Optimizing models for agent-facing interpretability substantially boosts autonomous data‑science agents: evolved regressors both improve prediction quality and make models more 'simulatable' by LLMs, increasing ADS performance on the BLADE benchmark (Copilot CLI, Claude Code, Codex) by as much as 73%. Gains are demonstrated on tabular tasks using an LLM-graded interpretability metric and may not directly translate to human interpretability or broader real-world workflows.

Agentic-imodels: Evolving agentic interpretability tools via autoresearch

Chandan Singh, Yan Shuo Tan, Weijia Xu, Zelalem Gero, Weiwei Yang, Michel Galley, Jianfeng Gao · May 05, 2026

arxiv descriptive medium evidence 7/10 relevance Source PDF

Evolving scikit-learn-compatible regressors for agent-facing interpretability produces models that improve predictive performance and an LLM-based 'simulatability' metric and raises end-to-end ADS benchmark performance by up to 73% across several LLM toolchains.

Agentic data science (ADS) systems are rapidly improving their capability to autonomously analyze, fit, and interpret data, potentially moving towards a future where agents conduct the vast majority of data-science work. However, current ADS systems use statistical tools designed to be interpretable by humans, rather than interpretable by agents. To address this, we introduce Agentic-imodels, an agentic autoresearch loop that evolves data-science tools designed to be interpretable by agents. Specifically, it develops a library of scikit-learn-compatible regressors for tabular data that are optimized for both predictive performance and a novel LLM-based interpretability metric. The metric measures a suite of LLM-graded tests that probe whether a fitted model's string representation is "simulatable" by an LLM, i.e. whether the LLM can answer questions about the model's behavior by reading its string output alone. We find that the evolved models jointly improve predictive performance and agent-facing interpretability, generalizing to new datasets and new interpretability tests. Furthermore, these evolved models improve downstream end-to-end ADS, increasing performance for Copilot CLI, Claude Code, and Codex on the BLADE benchmark by up to 73%

Summary

Main Finding

AGENTIC-IMODELS is an agentic autoresearch system that uses coding LLMs to evolve scikit-learn–compatible regressors optimized jointly for predictive performance and a new LLM-based “agent interpretability” metric. The evolved models expand the Pareto frontier: they are simultaneously more accurate and more interpretable to LLM agents than many standard baselines, generalize to held-out tests, and materially improve end-to-end agentic data-science performance (BLADE benchmark improvements of ~8%–73% across agents).

Key Points

New interpretability metric: Agent interpretability score = pass rate on LLM-graded “simulatability” tests.

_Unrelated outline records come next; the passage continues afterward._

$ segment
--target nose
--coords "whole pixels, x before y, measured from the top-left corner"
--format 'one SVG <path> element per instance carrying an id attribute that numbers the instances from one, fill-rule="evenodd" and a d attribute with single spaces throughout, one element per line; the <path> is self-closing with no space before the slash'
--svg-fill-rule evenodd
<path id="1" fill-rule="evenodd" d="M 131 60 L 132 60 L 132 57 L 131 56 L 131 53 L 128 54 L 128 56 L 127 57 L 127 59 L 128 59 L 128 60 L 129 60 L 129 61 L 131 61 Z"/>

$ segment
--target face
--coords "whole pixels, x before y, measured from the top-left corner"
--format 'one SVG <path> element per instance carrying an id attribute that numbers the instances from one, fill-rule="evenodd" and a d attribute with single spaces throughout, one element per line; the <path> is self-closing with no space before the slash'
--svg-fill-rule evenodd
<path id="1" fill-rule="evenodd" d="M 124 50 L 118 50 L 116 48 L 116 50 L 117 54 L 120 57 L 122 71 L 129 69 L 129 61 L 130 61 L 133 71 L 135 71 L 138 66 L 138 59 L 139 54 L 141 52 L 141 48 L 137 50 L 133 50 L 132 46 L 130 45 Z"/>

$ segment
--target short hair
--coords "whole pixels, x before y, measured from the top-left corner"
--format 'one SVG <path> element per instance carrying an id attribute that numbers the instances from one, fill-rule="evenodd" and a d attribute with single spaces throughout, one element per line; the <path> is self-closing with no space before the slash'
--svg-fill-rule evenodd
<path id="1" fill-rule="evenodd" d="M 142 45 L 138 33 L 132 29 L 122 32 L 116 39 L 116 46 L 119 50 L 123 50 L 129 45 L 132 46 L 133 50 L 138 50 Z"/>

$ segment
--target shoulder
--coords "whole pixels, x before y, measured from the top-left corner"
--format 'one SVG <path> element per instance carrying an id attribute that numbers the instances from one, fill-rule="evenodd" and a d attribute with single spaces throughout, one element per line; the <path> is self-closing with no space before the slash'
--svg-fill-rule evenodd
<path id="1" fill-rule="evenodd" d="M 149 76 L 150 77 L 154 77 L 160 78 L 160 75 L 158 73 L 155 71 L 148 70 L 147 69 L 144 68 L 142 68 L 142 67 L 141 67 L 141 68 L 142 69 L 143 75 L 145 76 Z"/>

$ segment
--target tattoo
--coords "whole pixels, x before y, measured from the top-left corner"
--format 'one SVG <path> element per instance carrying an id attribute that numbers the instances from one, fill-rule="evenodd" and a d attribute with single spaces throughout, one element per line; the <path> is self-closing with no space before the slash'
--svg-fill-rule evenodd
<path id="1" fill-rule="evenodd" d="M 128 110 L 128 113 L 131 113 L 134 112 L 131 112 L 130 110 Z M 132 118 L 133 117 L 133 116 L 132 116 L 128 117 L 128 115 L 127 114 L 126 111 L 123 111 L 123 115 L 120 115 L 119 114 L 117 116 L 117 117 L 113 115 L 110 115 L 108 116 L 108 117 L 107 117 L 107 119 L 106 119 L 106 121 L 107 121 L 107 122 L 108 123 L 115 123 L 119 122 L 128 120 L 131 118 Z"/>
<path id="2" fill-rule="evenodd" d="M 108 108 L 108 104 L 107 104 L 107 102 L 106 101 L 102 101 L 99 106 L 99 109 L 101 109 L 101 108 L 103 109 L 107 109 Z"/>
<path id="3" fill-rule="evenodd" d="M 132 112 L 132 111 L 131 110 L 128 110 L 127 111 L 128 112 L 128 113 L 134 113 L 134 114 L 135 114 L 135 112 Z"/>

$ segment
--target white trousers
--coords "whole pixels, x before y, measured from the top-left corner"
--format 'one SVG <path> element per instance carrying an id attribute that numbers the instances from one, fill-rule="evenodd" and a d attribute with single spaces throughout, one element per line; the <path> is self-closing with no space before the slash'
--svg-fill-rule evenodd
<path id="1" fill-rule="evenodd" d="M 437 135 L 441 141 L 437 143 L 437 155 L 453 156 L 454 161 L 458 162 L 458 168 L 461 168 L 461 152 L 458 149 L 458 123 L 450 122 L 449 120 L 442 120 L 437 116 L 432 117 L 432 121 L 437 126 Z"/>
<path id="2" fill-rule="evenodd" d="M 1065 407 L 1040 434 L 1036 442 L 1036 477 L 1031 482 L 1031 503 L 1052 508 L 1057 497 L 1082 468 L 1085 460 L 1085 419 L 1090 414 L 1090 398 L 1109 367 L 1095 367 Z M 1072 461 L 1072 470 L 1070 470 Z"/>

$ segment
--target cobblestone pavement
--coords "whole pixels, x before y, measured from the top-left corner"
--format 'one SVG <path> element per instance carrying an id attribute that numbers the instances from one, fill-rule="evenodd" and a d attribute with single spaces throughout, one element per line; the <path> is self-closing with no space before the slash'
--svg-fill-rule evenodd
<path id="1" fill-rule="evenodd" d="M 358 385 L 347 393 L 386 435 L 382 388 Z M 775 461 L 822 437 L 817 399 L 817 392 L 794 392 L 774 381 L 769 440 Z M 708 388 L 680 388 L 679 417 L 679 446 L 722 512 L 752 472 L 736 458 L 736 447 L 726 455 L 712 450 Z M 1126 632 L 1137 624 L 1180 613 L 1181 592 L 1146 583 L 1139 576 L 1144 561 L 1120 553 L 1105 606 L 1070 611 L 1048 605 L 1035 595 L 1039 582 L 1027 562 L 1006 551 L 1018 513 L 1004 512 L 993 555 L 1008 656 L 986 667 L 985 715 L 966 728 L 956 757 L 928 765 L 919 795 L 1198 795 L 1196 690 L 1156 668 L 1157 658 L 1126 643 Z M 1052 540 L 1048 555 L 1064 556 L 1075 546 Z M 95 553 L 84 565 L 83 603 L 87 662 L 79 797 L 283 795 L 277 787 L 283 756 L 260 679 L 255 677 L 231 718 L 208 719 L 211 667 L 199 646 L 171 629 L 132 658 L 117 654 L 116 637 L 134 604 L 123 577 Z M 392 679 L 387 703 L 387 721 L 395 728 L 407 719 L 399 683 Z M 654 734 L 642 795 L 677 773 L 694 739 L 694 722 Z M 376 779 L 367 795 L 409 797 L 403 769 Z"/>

Tests ask an LLM to answer quantitative questions (predictions, feature attributions, counterfactuals, etc.) using only the model’s str output.
Test suite: 200 synthetic LLM-graded tests grouped into six categories (feature attribution, point simulation, sensitivity, counterfactuals, structural, complex-function simulation). Split into 43 dev tests and 157 held-out tests.
Autoresearch loop: a coding agent (Claude Code or Codex) iteratively edits a single Python model class (interpretable_regressor.py), runs predictive and interpretability evaluations, and refines code. Prompts encourage creativity and continuation without human intervention.
Evaluation metrics: predictive performance measured by average normalized rank of RMSE across 65 development tabular regression datasets (OpenML/PMLB); agent interpretability measured by pass rate on held-out LLM tests (GPT-4o used as the grader).
Results:
- Evolved models occupy previously empty regions of lower error and higher agent-interpretability relative to 16 baselines (linear, tree, additive, rule, black-box families).
- Example evolved models: HingeEBM (rank ~0.19, interpretability ~0.71) and TeacherStudentRuleSpline (rank ~0.36, interpretability ~0.80).
- Downstream: integrating a curated package of 10 evolved regressors into ADS agents improved BLADE end-to-end scores by 8%–73% (across Copilot CLI, Claude Code, Codex) versus standard interpretability tools.
Practicalities & reproducibility: code and final library released on GitHub; experiments used ~70M generated tokens across runs (authors note replicable cost as modest with current subscriptions).
Limitations and risks noted by authors: current instantiation focuses on tabular regression; relies on LLM evaluators (possible gaming / overfitting to grader); evolution constrained to textual str representations; potential for learned representations to optimize for the evaluator rather than robust agent reasoning.

Data & Methods

Datasets:
- Development: 65 regression datasets (all OpenML TabArena regression datasets + PMLB regression datasets, excluding duplicates). Preprocessed: 80/20 train/test, max 1,000 samples and 50 features, normalized outcomes, ordinal-encode categoricals, median imputation.
- Held-out: 16 OpenML regression datasets not overlapping with development set.
Predictive evaluation:
- Fit each model per dataset (with possible CV hyperparameter selection), compute test RMSE, rank models per dataset, average ranks across datasets and normalize to [0,1] (lower = better).
Agent interpretability evaluation:
- 200 LLM-graded tests; each test generates synthetic data from known functions, fits the model, exposes only the model’s str to the LLM, queries quantitative properties, then grades responses with numerical tolerance against ground truth.
- Categories & counts: Feature attribution (32), Point simulation (43), Sensitivity (32), Counterfactuals (28), Structural (28), Complex function simulation (37).
- Grader: GPT-4o used for most evaluations.
Autoresearch configuration:
- Coding agents: Claude Code (Opus variants) and Codex (GPT-5.3), at multiple reasoning-effort settings; runs produced dozens–100+ working model variants.
- Constraints: modify a single file, encouraged to build or substantially alter models (not merely tune known packages).
- Logging: metrics and metadata persisted to CSV; baseline models evaluated and recorded before evolution starts.
Baselines compared: OLS, Ridge, Lasso, Decision Trees (various sizes), HSTree, PyGAM, EBM, FIGS, RuleFit, RandomForest, GBM, MLP, TabPFN, etc.
Downstream ADS evaluation:
- Agents: GitHub Copilot CLI, Claude Code, Codex on the BLADE benchmark (13 datasets/questions with gold analyses).
- Conditions: (1) standard tools, (2) AGENTIC-IMODELS library available, (3–4) control pointers to imodels/interpretML packages.
- Scoring: analyses scored against gold-standard on correctness, completeness, clarity (1–10) by GPT-4o; repeated runs/judgments produce robust comparisons.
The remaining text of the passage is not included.